In a report released Tuesday, FDA staff didn't raise any major concerns about the safety or effectiveness of an experimental vaccine for the hepatitis B virus. The news has investors hopeful Dynavax will win US approval to sell its lead product candidate.

MINYANVILLE ORIGINAL Dynavax Technologies (NASDAQ:DVAX), a company given up for dead just a few years ago, is getting a boost Tuesday on hope that its vaccine for hepatitis B will be approved for sale. Documents released by Food and Drug Administration staff ahead of review of the drug this week didn't raise any major concerns about the safety or effectiveness of the treatment.

That was enough to send the shares up 19% to $4.97 in midday trading Tuesday. The stock is now up 75% in the past 12 months and has made quite a comeback since trading at $0.16 a share in November 2008.

A panel of expert advisers to the FDA will meet Thursday to review Dynavax's vaccine. The advisers' endorsement will be help the FDA decide whether to approve the treatment. The agency is expected to decide by February 2013.

Dynavax is trying to win approval of Heplisav, a vaccine for hepatitis B that would compete with products on the market made by Merck (NYSE:MRK) and GlaxoSmithKline (NYSE:GSK). While infants are routinely vaccinated, Dynavax is seeking approval only for adults. Berkeley, California-based Dynavax says its vaccine can work faster and better to protect against the virus and requires fewer doses than those therapies, Glaxo's Engerix-B and Merck's Recombivax-HB. The global market for adult hepatitis B vaccines is about $700 million a year, Dynavax says.
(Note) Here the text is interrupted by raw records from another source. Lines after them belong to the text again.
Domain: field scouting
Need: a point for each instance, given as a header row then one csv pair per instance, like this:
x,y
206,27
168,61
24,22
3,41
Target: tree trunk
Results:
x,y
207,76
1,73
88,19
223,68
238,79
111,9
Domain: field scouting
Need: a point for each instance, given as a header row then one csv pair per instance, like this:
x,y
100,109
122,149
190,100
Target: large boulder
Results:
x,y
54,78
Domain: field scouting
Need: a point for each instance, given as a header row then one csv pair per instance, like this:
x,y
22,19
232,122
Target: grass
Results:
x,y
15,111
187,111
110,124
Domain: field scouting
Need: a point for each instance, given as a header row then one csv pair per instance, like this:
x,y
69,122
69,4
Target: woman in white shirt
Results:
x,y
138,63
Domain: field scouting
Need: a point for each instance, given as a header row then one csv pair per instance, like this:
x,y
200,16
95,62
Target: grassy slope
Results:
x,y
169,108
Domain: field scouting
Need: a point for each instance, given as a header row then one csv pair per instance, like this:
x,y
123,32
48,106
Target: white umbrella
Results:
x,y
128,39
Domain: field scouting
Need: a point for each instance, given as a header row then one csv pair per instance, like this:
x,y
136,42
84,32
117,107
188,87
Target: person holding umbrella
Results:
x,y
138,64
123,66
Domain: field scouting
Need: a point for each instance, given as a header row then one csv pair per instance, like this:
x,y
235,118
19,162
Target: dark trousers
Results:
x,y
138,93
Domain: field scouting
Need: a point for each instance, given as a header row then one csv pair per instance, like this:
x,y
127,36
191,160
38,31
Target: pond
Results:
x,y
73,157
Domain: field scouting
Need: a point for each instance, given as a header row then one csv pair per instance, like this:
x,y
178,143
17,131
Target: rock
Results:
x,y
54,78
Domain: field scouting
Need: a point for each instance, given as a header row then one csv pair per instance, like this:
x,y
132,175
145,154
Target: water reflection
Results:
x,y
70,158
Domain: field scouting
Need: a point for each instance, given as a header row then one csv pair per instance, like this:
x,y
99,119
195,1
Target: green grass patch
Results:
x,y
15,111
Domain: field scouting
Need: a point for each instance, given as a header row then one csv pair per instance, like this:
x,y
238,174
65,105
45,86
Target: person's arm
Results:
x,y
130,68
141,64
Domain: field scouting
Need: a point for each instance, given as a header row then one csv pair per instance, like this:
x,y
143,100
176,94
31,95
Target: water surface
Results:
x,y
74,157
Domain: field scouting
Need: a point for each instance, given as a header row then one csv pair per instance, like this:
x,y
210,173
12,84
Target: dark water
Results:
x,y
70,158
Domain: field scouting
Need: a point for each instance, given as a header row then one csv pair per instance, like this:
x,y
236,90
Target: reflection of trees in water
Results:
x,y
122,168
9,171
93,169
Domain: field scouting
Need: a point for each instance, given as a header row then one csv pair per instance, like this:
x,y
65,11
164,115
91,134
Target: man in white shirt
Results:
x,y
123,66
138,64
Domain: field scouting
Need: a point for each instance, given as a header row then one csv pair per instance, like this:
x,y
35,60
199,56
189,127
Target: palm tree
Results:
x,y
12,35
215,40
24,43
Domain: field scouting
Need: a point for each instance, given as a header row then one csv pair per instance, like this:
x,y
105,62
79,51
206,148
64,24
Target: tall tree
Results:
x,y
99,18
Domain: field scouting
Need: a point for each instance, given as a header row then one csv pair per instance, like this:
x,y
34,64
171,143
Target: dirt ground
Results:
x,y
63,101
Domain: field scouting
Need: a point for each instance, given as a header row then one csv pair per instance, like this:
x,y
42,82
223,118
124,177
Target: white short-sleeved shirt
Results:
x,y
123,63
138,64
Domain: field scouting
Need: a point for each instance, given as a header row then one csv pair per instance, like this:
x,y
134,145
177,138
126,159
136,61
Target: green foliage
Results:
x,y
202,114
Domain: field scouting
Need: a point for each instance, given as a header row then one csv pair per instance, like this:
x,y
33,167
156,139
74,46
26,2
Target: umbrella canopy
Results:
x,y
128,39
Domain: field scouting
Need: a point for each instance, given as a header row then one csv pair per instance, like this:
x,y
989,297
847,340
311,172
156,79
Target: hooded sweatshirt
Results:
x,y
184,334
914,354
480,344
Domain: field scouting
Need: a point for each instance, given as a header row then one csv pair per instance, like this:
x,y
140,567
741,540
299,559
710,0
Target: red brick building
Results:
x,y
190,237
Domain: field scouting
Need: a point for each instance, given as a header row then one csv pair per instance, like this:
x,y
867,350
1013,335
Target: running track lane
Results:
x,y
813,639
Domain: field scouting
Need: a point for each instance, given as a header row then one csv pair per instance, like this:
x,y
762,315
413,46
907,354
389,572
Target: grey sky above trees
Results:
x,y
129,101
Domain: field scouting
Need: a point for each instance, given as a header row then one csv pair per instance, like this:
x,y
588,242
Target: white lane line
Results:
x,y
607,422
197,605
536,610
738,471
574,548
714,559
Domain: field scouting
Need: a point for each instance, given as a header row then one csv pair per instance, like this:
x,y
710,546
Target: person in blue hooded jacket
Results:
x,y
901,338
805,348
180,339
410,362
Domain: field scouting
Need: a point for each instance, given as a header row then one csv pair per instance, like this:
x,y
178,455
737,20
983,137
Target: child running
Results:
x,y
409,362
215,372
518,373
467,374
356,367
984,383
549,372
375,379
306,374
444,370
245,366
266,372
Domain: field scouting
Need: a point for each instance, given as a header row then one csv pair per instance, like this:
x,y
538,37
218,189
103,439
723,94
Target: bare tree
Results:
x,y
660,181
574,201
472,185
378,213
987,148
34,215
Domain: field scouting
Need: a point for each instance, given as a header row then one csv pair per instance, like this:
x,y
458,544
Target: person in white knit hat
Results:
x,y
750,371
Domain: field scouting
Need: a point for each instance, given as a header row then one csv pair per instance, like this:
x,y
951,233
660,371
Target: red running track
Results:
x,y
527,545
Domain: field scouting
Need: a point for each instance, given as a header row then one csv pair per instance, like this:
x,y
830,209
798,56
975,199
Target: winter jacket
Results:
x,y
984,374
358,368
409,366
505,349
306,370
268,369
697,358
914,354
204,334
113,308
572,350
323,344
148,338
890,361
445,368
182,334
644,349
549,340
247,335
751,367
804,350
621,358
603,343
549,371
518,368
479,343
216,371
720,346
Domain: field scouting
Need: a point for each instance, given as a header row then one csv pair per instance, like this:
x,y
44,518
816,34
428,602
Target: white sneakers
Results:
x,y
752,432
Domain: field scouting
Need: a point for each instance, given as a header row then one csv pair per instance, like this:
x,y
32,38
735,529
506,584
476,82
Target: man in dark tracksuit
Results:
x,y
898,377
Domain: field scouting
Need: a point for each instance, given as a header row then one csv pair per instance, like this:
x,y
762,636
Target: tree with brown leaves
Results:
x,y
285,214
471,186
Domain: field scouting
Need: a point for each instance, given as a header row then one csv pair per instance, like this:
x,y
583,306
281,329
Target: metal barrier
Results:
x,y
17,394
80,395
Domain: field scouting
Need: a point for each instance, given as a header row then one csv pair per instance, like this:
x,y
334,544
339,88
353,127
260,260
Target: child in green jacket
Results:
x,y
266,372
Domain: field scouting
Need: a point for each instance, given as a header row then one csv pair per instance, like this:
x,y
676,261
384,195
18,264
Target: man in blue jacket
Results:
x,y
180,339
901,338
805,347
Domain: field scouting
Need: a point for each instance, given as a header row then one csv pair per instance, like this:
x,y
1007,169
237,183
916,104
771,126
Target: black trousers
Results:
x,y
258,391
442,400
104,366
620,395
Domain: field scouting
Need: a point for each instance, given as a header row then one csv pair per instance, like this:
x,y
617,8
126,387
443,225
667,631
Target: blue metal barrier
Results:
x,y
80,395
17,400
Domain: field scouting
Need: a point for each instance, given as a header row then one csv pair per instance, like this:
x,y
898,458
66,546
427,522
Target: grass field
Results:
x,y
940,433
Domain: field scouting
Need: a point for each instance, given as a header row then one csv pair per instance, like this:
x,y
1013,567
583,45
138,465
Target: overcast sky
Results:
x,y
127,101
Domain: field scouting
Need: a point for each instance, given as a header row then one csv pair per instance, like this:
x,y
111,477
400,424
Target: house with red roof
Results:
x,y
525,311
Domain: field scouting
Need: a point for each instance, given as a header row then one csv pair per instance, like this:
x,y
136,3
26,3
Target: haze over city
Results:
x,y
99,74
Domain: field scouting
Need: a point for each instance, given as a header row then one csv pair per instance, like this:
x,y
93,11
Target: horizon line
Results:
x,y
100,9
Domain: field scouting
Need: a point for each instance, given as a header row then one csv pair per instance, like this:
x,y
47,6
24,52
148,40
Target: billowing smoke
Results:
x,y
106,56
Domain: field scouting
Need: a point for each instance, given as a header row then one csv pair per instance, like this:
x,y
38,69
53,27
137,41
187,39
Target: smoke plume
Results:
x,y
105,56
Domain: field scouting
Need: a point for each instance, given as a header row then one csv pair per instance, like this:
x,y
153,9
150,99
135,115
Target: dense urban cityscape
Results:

It seemed like Heplisav was doomed just a few years ago. Dynavax penned an agreement with Merck in 2007 to develop the vaccine. By spring of 2008, the FDA slapped a clinical hold on the treatment because of safety concerns. (In a human study testing the vaccine, a patient developed a rare autoimmune condition.) That hold was ultimately lifted in 2009, but Merck didn't stick around. The partnership between the two companies was ended in December 2008.
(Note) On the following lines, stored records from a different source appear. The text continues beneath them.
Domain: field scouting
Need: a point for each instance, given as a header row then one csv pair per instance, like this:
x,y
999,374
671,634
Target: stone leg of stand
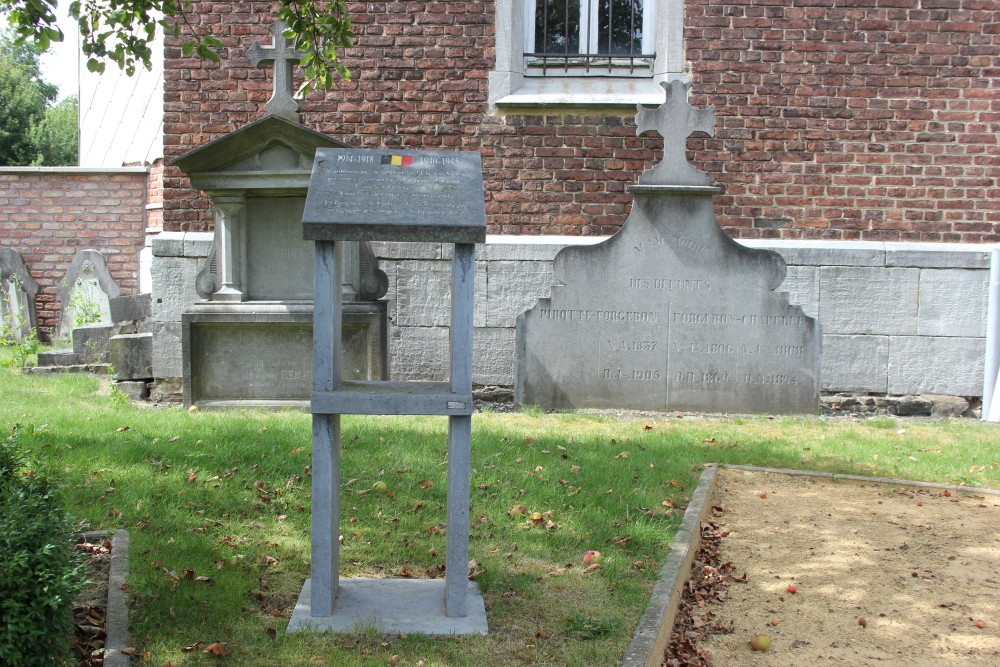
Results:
x,y
459,479
325,513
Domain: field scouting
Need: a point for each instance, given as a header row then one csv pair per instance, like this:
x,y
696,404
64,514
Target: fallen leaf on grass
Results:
x,y
217,649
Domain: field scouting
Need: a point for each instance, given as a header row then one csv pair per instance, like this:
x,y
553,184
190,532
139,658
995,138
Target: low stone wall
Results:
x,y
897,318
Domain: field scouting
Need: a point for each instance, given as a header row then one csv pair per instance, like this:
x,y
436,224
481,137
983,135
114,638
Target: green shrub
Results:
x,y
40,571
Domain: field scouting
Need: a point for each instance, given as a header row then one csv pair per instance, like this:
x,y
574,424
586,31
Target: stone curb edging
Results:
x,y
862,478
654,628
116,618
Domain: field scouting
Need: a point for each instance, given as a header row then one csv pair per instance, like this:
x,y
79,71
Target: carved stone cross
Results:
x,y
282,102
675,120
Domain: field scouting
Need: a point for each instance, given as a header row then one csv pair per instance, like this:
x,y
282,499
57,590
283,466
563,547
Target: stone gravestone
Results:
x,y
17,295
248,340
85,292
371,195
669,313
FDA staff said in their briefing that Heplisav appeared to be effective. Safety was expected to be a topic of debate even before the FDA briefing documents were disclosed. Dynavax is proposing a post-approval study of Heplisav to determine if there are any serious safety issues, including autoimmune disease.

In a recent note, William Blair analyst Katherine Xu gives Heplisav a 90% chance of reaching market. She predicts the drug can become the standard of care for adult hepatitis B vaccines within six years.